During the days that followed there were no organic fatalities reported, but the air and surface vehicles, which had been in continuous operation over eight days and nights, had not fared so well. The food synthesizers on Vespasian and in the outlying medical stations were running at maximum safe overload, a condition that was not recommended for more than a few hours at a time. All of the organic components were displaying signs of stress and severe fatigue but were operating at close to optimum efficiency, even though they rarely talked to each other and seemed to be asleep on their feet. It was becoming clear to everyone concerned that the operation was a success and that no member of the patient population was about to die, and that knowledge was both the fuel and the lubrication which kept them working.

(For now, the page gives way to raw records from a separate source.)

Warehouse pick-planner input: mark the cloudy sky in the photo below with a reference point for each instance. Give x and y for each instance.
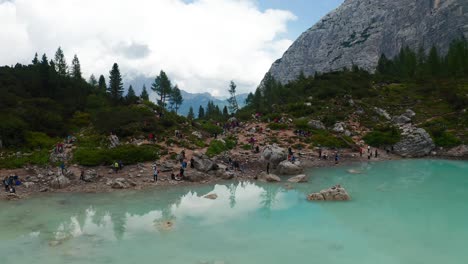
(201, 44)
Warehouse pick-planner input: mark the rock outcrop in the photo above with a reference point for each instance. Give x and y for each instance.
(203, 163)
(359, 31)
(288, 168)
(335, 193)
(274, 155)
(263, 176)
(60, 182)
(415, 142)
(298, 179)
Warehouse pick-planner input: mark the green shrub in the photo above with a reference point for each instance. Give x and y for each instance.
(278, 126)
(128, 154)
(301, 124)
(36, 158)
(383, 136)
(211, 128)
(36, 140)
(447, 140)
(217, 147)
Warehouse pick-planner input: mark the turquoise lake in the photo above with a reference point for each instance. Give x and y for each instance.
(409, 211)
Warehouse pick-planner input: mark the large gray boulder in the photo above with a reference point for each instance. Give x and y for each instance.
(359, 31)
(298, 179)
(289, 168)
(60, 182)
(203, 163)
(335, 193)
(316, 124)
(415, 142)
(274, 155)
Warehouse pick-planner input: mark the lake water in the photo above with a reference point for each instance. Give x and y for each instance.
(410, 211)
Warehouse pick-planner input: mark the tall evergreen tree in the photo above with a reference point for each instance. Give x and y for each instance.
(144, 94)
(102, 86)
(35, 61)
(131, 97)
(93, 81)
(201, 112)
(76, 68)
(115, 88)
(191, 115)
(176, 98)
(60, 64)
(233, 106)
(162, 86)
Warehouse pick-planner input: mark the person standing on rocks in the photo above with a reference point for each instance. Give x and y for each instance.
(155, 172)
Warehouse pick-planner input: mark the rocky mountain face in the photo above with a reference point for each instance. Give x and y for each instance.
(359, 31)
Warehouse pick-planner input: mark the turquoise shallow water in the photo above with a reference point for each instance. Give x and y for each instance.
(411, 211)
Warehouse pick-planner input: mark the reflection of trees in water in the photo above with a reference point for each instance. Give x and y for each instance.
(269, 196)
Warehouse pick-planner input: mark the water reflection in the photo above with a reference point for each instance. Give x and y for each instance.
(234, 201)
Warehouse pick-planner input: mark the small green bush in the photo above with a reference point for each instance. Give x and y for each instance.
(36, 140)
(217, 147)
(128, 154)
(36, 158)
(277, 126)
(211, 128)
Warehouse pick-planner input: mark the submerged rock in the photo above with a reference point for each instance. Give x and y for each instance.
(298, 179)
(335, 193)
(211, 196)
(289, 168)
(273, 154)
(415, 142)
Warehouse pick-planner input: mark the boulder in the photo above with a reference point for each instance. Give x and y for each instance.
(415, 142)
(29, 184)
(381, 112)
(91, 175)
(274, 155)
(196, 176)
(263, 176)
(298, 179)
(60, 182)
(211, 196)
(203, 163)
(335, 193)
(289, 168)
(339, 127)
(316, 124)
(460, 151)
(197, 134)
(114, 141)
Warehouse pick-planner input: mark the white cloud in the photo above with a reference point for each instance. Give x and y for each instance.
(201, 45)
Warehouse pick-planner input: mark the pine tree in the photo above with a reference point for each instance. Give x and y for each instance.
(92, 81)
(115, 84)
(35, 61)
(76, 68)
(176, 98)
(191, 115)
(233, 106)
(44, 61)
(162, 86)
(433, 62)
(60, 64)
(131, 96)
(102, 86)
(144, 94)
(201, 112)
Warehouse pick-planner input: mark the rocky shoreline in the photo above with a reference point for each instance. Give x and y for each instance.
(206, 171)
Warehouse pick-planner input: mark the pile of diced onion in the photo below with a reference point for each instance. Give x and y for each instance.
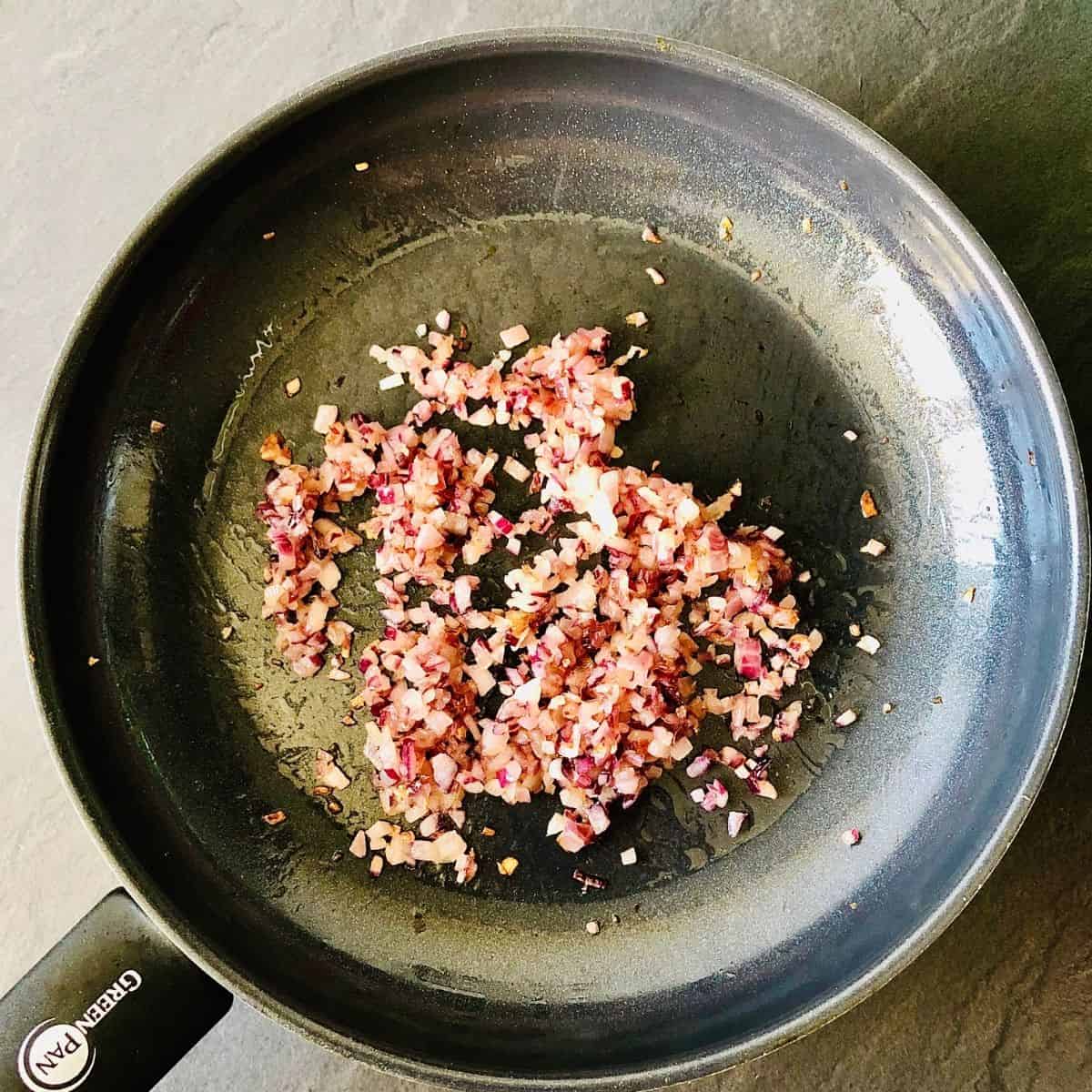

It was irritating to all of them, but not important, that the Cromsaggar showed no gratitude for what was being done for them apart from demolishing the previous day's food supply. The brief explanation of the treatment and reassurance regarding their ultimate cure that was given at every visit to replenish stores was ignored. The patients were not actively hostile, unless one of the medics tried to check on their vital signs or obtain a blood sample, whereupon they reacted violently toward the person concerned.
An ungrateful and unlikable race, Lioren thought, not for the first time. But it was their physiology rather than their psychology which was his problem, and the problem was being solved.
From Sector General there was a continuing silence.
He could imagine Thornnastor's slow, careful progress, with its relatively few patients, toward a stage in the treatment which Lioren had already surpassed with the entire planetary population. It was no reflection on the Tralthan pathologist, who was, after all, the entity responsible for producing the cure for the plague. But if Lioren had not ignored its recommendations and risked the displeasure of his superiors, many hundreds of Cromsaggar would have died by now. And without false modesty on his part, the solution he had devised for the problem had been truly elegant.
His calculated variation in the dosage administered, based as it had been on age, body mass, and clinical factors, had insured that the young and old alike were progressing toward a complete cure at the same time. In spite of his insubordination, he was sure that his action would merit praise rather than censure.